## Søren Hauberg

Søren Hauberg is a professor in the Section for Cognitive Systems at the Technical University of Denmark. He received his PhD in computer science from the University of Copenhagen in 2011. Prior to pursuing a PhD he worked as a “digital lumberjack” in the startup Dralle A/S. He was a post doc for two years at Perceiving Systems at the Max Planck Institute for Intelligent Systems working with Michael Black. In 2013, he was the sole computer science recipient of the Sapere Aude Research Talent award from the Danish Council for Independent Research, and in 2016 he was the sole computer science Villum Young Investigator. In 2017 he was further awarded a starting grant from the European Research Council. In 2018, he joined the Young Scientists community under the World Economic Forum, and was in the process named one of “10 of the most exciting young scientists working in the world today.”

His research interest lie in the span of geometry and statistics. He develops machine learning techniques using geometric constructions, and works on the related numerical challenges. He is particularly interested in random geometries as they naturally appear in learning.

## Project

Latent variable models, such as the variational autoencoder, suffer from the identifiability problem: there is no unique configuration of the latent variables. This is problematic as latent variables are often inspected, e.g. through visualization, to gain insights into the data generating process. The lack of identifiability then raise the risk of misinterpreting the data as conclusions may be drawn from arbitrary latent instantiations.
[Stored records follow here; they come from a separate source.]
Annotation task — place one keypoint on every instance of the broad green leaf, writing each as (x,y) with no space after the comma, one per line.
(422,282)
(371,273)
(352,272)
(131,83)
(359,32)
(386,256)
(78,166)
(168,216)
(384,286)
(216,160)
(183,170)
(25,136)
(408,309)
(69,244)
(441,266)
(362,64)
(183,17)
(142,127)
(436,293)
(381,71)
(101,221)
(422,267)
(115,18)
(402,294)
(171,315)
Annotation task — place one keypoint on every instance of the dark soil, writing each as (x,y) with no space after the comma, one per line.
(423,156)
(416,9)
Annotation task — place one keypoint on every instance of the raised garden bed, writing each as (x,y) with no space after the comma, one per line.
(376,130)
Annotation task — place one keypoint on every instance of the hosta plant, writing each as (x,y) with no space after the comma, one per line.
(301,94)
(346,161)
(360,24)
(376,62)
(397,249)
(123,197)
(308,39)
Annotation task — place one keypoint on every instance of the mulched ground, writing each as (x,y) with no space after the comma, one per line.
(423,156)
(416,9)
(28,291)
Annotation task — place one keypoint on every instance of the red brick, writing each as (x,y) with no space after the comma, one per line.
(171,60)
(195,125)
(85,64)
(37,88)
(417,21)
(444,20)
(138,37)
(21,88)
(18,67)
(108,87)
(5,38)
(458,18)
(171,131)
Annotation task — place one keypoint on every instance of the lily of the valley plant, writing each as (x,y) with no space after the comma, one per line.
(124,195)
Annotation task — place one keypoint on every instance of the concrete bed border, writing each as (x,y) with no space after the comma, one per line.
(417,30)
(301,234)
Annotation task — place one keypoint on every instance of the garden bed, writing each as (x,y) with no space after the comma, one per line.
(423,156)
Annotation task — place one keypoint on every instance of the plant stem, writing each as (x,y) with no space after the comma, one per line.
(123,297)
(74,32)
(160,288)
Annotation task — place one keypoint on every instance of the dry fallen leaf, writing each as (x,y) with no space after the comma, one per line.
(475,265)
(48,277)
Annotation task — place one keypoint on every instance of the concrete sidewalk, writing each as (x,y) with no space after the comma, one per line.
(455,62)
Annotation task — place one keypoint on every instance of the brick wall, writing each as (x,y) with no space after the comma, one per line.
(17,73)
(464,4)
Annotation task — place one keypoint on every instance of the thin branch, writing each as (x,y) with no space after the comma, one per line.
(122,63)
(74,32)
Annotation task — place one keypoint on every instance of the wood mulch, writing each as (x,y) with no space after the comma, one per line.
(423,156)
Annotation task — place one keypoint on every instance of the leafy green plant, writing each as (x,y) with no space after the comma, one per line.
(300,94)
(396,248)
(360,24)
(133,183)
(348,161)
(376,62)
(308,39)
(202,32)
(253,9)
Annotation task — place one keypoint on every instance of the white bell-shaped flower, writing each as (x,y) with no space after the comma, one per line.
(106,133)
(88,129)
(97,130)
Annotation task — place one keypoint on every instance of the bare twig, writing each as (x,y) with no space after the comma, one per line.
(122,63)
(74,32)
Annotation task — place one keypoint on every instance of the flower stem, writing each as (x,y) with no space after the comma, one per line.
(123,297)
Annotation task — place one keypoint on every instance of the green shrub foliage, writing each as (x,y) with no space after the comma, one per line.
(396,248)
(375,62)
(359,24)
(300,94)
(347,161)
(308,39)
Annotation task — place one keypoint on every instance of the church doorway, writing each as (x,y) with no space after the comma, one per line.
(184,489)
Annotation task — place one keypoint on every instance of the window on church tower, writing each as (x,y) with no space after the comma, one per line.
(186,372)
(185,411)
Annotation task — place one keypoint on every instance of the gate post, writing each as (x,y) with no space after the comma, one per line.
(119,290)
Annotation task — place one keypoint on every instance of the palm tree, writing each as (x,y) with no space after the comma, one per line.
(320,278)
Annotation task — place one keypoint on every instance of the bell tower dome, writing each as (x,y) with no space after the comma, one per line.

In this project you will investigate a geometric solution to the identifiability problem that amounts to endowing the latent space with a particular Riemannian metric. You will learn latent representations and compute geodesics accordingly.

References: (*) Latent Space Oddity: on the Curvature of Deep Generative Models Georgios Arvanitidis, Lars Kai Hansen and Søren Hauberg. In International Conference on Learning Representations (ICLR), 2018. (*) Only Bayes should learn a manifold (on the estimation of differential geometric structure from data) Søren Hauberg.